Empezó a andar, llevando en sus manos una caja de cartón medio rota llena de huesos. Huesos de su madre, joder. Por lo menos no tendría que hacer un agujero muy grande en el suelo. Se dirigió hacia el parque del Ebro. Estar en la ciudad no era seguro y ya llevaba mucho tiempo tentando a la suerte. Enterraría a su madre debajo de un árbol. No rezaría ni diría unas palabras. En cierto modo, era un afortunado: podía despedirse de su madre, cosa que la mayoría de seres humanos no había podido hacer.
Mientras caminaba, recordó las palabras de su antiguo vecino y una palabra acudió a su cabeza. Milagro. No tenía ninguna información fiable sobre lo que había podido pasar, salvo una cosa: algún hijo de la gran puta le había metido una bala en la cabeza a su madre. Notó un sabor a bilis en la boca. Evaluó su situación. No tenía nada que perder. Ninguna motivación por vivir, salvo el instinto de supervivencia preinstalado en su cerebro, que ahora mismo estaba bastante desconfigurado. Podía coger el rifle y dispararse en la garganta. Rápido y simple, limpio. Un movimiento del dedo y a dormir la siesta eterna. Que le den a todo por el ojete.
Milagro.
Y entonces se le ocurrió. Era improbable, estúpido y arriesgado. Pero le importaba una mierda. Ya nada importaba una mierda. Había un pueblo que se llamaba Milagro. Ribera del Ebro, Navarra. En otro tiempo, un pueblo de pasta con mucha industria conservera. Pimientos del piquillo, borraja, huerta en general. Dos o tres días de viaje; quizá cuatro . Siguió caminando, dejando que los pensamientos camparan a sus anchas. Andar siempre le había ayudado a aclarar sus ideas.
Por fin llegó a la ribera del río, completamente llena de maleza después de cuatro años sin jardineros del Ayuntamiento haciendo sus labores. El puente de hierro estaba derruido, pero el de piedra aún se mantenía en pie. La piedra es la piedra, coño. El de Sagasta, al fondo, en otro tiempo un puente moderno e innovador — siempre le habían gustado las estructuras — presentaba un estado deprimente, con los tirantes colgando del arco principal. Le recordó al flequillo de Ralph Wiggum, el hijo poco espabilado del jefe de policía de Springfield en los Simpson. Sonrisa. Los Simpson siempre acudían en su ayuda en momentos de debilidad.
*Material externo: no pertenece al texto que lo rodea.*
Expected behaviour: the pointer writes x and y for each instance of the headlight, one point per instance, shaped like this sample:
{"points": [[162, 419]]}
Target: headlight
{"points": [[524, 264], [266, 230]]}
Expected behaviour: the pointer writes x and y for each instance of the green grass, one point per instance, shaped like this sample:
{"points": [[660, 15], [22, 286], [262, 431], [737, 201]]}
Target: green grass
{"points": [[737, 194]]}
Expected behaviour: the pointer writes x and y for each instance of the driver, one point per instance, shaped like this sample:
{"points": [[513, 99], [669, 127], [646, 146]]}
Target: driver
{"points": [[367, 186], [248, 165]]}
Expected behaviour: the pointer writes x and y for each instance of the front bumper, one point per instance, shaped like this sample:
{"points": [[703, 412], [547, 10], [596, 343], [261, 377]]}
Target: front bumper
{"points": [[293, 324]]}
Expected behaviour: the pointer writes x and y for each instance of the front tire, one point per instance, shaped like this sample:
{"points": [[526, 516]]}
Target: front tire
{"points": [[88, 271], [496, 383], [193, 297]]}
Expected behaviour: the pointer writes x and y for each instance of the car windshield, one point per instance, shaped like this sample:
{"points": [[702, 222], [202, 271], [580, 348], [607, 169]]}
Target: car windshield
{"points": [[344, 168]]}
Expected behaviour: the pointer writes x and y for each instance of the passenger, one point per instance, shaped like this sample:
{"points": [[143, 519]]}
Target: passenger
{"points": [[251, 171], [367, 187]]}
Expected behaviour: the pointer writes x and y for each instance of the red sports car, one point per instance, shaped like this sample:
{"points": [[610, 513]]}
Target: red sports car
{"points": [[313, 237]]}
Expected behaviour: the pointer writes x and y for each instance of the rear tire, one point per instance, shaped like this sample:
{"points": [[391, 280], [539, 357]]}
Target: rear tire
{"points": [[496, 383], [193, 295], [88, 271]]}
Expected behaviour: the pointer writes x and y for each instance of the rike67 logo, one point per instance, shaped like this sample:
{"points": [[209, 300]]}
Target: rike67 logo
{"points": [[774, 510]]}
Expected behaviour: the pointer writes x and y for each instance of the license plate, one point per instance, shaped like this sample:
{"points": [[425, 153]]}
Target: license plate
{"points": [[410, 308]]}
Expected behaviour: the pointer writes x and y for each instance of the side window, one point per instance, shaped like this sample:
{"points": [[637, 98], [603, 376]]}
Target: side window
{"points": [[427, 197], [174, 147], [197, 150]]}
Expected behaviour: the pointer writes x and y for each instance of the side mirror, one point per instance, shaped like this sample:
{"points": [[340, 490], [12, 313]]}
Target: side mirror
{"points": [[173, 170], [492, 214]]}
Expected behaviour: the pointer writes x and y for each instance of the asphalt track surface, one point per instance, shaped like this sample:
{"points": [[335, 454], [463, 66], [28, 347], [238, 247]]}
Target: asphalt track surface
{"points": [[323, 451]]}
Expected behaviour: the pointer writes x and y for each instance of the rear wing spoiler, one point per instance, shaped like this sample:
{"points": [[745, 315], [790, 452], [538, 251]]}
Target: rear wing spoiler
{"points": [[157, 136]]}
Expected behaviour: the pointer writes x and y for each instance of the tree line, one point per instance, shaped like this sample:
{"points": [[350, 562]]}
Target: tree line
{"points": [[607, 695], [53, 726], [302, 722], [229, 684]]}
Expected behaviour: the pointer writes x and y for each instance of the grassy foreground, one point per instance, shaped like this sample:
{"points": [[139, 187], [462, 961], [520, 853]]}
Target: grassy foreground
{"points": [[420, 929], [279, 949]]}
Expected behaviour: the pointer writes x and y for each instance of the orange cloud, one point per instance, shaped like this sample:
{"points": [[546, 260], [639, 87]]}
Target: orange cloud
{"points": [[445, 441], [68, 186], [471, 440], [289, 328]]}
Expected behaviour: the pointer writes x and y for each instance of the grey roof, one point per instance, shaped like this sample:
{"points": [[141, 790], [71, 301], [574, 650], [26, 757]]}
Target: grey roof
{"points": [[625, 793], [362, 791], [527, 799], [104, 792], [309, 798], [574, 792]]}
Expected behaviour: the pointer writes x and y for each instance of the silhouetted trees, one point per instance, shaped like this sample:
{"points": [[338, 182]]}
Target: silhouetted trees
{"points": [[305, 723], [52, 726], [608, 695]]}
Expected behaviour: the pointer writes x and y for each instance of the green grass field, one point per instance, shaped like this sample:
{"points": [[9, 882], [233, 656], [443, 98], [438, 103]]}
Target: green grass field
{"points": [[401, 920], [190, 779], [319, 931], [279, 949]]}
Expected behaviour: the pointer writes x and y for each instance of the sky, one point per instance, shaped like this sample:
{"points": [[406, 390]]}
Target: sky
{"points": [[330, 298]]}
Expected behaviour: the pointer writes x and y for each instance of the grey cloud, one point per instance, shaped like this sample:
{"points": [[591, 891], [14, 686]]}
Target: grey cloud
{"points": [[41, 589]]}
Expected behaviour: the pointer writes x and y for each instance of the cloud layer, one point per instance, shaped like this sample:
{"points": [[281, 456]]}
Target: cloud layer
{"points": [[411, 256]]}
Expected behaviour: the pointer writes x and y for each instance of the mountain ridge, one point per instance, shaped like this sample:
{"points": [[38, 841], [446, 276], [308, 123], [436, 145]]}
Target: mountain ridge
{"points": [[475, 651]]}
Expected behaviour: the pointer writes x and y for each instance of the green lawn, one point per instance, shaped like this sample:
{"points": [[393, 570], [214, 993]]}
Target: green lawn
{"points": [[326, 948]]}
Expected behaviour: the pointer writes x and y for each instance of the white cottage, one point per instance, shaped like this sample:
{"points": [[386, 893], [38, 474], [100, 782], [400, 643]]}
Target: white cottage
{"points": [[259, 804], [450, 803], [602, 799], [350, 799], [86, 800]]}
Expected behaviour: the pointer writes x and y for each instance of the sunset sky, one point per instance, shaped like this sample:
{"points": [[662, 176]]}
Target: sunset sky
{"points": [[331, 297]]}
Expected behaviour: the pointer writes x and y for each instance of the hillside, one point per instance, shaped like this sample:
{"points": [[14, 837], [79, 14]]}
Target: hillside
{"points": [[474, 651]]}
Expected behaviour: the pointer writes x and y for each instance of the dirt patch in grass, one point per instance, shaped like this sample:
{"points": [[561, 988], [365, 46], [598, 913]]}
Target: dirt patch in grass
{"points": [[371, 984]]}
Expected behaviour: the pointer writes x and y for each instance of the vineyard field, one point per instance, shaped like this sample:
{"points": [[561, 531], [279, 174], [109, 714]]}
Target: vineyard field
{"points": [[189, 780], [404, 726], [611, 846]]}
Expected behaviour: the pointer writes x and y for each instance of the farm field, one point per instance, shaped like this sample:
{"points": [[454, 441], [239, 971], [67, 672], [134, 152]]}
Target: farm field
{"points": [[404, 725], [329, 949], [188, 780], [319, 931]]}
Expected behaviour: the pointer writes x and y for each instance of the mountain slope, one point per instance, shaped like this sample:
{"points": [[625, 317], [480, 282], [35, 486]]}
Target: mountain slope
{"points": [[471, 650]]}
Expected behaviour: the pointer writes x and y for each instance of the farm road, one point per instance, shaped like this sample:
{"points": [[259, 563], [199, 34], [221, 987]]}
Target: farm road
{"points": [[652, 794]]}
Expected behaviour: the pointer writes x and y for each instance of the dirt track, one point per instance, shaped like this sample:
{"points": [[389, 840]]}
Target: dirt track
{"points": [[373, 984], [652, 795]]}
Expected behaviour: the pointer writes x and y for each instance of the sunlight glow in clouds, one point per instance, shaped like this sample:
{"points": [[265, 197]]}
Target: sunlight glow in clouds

Allí, entre matas y arbustos, bajo un árbol y junto al río Ebro, el más caudaloso de España, Anselmo cavó un pequeño hoyo. Con delicadeza, depositó los huesos de su madre, doña Merche García, buena esposa y mejor madre. Sus hijos, Anselmo y Bea, su marido, don Anselmo Sánchez (+) y todos sus familiares, participan a sus amistades tan sensible pérdida y les ruegan una oración por el eterno descanso de su alma y la asistencia a los actos que no se celebrarán en ningún puto sitio porque no queda ninguno en pie. Sonrisa, aunque destilando tristeza.
Se quedó un rato allí sentado. Hacía un frío de mil demonios, pero tenía tanto neurotransmisor corriendo por su torrente sanguíneo que prácticamente no lo sentía. Pasado un rato sintió paz. Esa paz que se siente cuando nada importa, cuando no hay preocupaciones y solo se vive el ahora. Mindfulness nivel puto Vengador. La paz que se siente cuando se tiene total seguridad en lo que se va hacer. Cuando no hay dudas, ni incertidumbre, ni miedo.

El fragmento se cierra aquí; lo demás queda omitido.